You will just have to wait and see. Setting aside rumors on this board about 721 not getting NBR, it was told by everyone that the 721 would be the last to be getting NBR by the guys on technical forum show. The next charlie chat is days away. I cant see him ignoring this question this time. Watch the next charlie chat and see if he gives us the shaft again or if he stands by his word and gives us all NBR.


----------



## Jacob S (Apr 14, 2002)

I would think that the most expensive receivers (the 921 and 721) would get NBR before the 501/508/510 receivers although there are fewer 721's and 921's out there.


----------



## Link (Feb 2, 2004)

The receivers with the VOD fee (510, 522, and 921) will probably get NBR and the 501, 508, and 721 will not since there is no VOD fee for these models.

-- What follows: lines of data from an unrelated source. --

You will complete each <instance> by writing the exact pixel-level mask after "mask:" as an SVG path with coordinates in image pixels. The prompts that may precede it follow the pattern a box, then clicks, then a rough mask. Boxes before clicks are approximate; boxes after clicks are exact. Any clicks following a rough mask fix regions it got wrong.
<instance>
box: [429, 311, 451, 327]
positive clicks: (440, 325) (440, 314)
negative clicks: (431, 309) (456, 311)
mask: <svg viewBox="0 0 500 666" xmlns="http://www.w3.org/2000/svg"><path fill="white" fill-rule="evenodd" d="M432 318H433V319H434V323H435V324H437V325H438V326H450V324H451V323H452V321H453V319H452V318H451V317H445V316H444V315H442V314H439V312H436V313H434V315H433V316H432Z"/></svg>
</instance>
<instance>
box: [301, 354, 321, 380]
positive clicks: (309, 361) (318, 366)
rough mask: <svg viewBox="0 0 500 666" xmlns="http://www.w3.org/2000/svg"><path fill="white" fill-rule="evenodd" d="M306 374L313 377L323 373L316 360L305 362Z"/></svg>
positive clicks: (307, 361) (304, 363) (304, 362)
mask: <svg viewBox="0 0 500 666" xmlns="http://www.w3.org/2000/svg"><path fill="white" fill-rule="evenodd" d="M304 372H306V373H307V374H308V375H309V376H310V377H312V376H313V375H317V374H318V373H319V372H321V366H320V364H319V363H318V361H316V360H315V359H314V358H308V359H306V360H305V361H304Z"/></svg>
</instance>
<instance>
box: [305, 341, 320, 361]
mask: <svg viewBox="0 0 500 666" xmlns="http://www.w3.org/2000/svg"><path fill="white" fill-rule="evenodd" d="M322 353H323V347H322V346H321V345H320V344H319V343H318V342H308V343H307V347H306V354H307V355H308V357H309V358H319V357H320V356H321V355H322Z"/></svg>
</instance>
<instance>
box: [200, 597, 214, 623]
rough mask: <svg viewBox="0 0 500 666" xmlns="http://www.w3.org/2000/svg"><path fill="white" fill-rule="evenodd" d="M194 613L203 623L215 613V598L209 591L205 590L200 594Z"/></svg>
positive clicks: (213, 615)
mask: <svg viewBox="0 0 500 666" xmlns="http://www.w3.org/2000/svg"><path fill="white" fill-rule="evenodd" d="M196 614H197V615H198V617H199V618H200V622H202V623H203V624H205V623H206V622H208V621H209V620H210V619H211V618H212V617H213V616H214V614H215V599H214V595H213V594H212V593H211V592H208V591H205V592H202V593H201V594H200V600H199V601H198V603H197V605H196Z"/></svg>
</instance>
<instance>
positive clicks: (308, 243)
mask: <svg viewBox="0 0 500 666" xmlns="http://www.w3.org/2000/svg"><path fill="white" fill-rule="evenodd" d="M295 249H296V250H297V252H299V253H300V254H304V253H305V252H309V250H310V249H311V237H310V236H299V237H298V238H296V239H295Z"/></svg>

I have 2 721s and they can keep their NBR if they are going to start charging at 4.99 fee PER RECEIVER. I'd change to Tivo before I'd pay $10 a month for a so-called VOD fee.


----------



## Jacob S (Apr 14, 2002)

Dish knows they cant get the DVR fee out of the grandfathered DVR's.


----------



## Scott Greczkowski (Mar 21, 2002)

I talked with Mark Jackson about this yesterday at CES, and again no DVR will be getting NBR (They are calling it name based recording again) except for the 522 and all future DVRs.

When I told him that customers felt used by Dish because of this, he just shruged his shoulders like he didn't care.

Kind of Sad actually.


----------



## Mike D-CO5 (Mar 12, 2003)

With the upcoming mpeg 4 conversion and the swapping out of all hd receivers I doubt they care about the older dvrs and their failed promises. Rupert is putting the screws to old Charlie and he better keep up or he will be left behind. In fact he better find a company with deep pockets or he will be selling out anyway . Directv is now pushing ahead with hd and whole house media servers that Dish is still only talking about like the mythical 544 , 4 tuner dvr. 

Dish can be proud about being a leader in something though. They are the leader in being the first sat company to announce a price increase each year ,for the last 5 years. 

OINK OINK Charlie!


----------



## Bill R (Dec 20, 2002)

Scott Greczkowski said:


> When I told him that customers felt used by Dish because of this, he just shruged his shoulders like he didn't care.
> 
> Kind of Sad actually.


It is apparent that DISH upper management is making the mistake of thinking that their future is getting NEW customers. They don't seem very worried about keeping current customers happy (such as keeping promises made to them). There are only so many potential new customers out there and they no longer have the price or programming advantage that they once had. DISH also should realize that each current UNHAPPY customer will tell dozen of potential DISH customers that DISH does not keep its promises to customers and other services (even cable) would be better than DISH for that person.

I think one of DISH's biggest challenges in the next few years will be keeping its current customers.


----------



## Jacob S (Apr 14, 2002)

Dish would show a much better customer gain if they can keep their current customers. Churn hurts their sub gain numbers. Right now the main goal is to get new customers and once they get to the point to where they cannot get many more new customers then their focus will go more to the current customers.


----------



## SimpleSimon (Jan 15, 2004)

The cellphone companies finally figured out that it's cheaper to keep existing customers happy than to get new ones.

It's sad that Charlie's minions don't have the sense to learn from that.


----------



## Jacob S (Apr 14, 2002)

I think cable has less churn than what satellite does if I didnt misread a thread on one of the forums a while back.


----------